En quoi est ce différent qu’un veau une fellation à un homme ou qu’une femme fasse un parcours de CSO avec son cheval ? Dans quel cas l’animal est le moins violenté ?

Je ne peux donc pas répondre à cette question. Si on écarte ici la question sanitaire, mais si on prend le cas d’une personne en bonne santé, je ne pense pas que pratiquer une fellation puisse mettre les jours du veau en danger, ni le consommateur de viande derrière.

Mais il faudrait étudier le sujet pour en être sûr.

Mais tout ceci pour vous démontrer que c’est un sujet complexe, et je ne peux donc pas vous répondre sur « qu’est-ce qu’il y a à légaliser dans la zoophilie ? »

 

Personnellement, mon « militantisme » repose non pas sur la défense de la zoophilie en général. Mais sur la défense de ma façon de vivre, donc de certaines pratiques uniquement.
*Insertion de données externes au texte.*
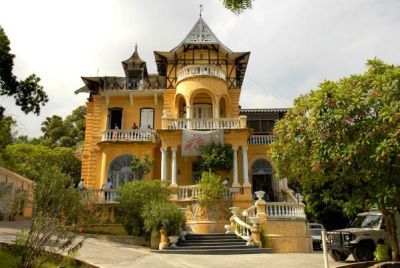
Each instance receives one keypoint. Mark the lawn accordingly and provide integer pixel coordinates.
(7, 260)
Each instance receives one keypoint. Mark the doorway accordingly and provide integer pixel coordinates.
(262, 178)
(202, 111)
(147, 118)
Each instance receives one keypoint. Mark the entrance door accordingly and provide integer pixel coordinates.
(264, 183)
(115, 118)
(202, 111)
(262, 177)
(147, 118)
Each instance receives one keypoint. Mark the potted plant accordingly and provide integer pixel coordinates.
(164, 214)
(206, 211)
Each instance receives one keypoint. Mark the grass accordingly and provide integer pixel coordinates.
(7, 260)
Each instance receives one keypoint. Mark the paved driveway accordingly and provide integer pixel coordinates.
(110, 254)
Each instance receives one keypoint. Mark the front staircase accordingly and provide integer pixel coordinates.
(213, 244)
Ces pratiques incluent la masturbation, la fellation et la pénétration par les animaux.

Ces pratiques s’entendent en totale liberté, sans aucune contrainte, avec des animaux que nous connaissons, et pour les individus avec lesquels nous savons communiquer.

Et j’arrive donc à votre prochaine question :

 

– Votre sexualité a-t-elle un impact sur votre vie personnelle et professionnelle ?

Mon orientation sexuelle, et son acceptation, a eu un impact et continue d’avoir un impact, sur absoluement tous les aspects de ma vie.

Si je passe autant de temps pour lutter contre cette proposition de loi, c’est parce que si elle passe, et que par malheur on me retire mes animaux et le droit d’en avoir, ma vie ne servira plus à rien.

Comme si vous rendiez un musicien sourd.

 

Ma vie personnelle d’abord, parce qu’il y a eu tout un personnage fictif à créer, des réponses à préparer. Avec le temps c’est devenu une habitude.

Mon style de vie peut faire poser des questions à mon entourage : Pourquoi célibataire ? Pourquoi des animaux à la maison ? Pourquoi que des hommes qui viennent me voir ?

Sur ma vie professionnelle, l’impact est énorme. Mon style de vie nécessite que je sois à la campagne. Mais mes études me poussent à être cadre dans l’informatique, donc dans une grande ville.

Il y a donc des compromis à trouver.

Lorsqu’on a des animaux auxquels on tient, on doit poser des jours de congés lorsqu’ils sont malades. Ce n’est pas facile à expliquer parfois à l’employeur.

Parfois je me dis « bien heureux les simples d’esprit ».

C’est pourquoi je me refuse à tout racolage, à tout encouragement de la zoophilie.

Aucun prosélytisme n’est toléré dans nos rangs : être zoophile, c’est avoir une vie « à part ».

Et les conséquences sont trop importantes pour encourager des personnes dans cette voie là.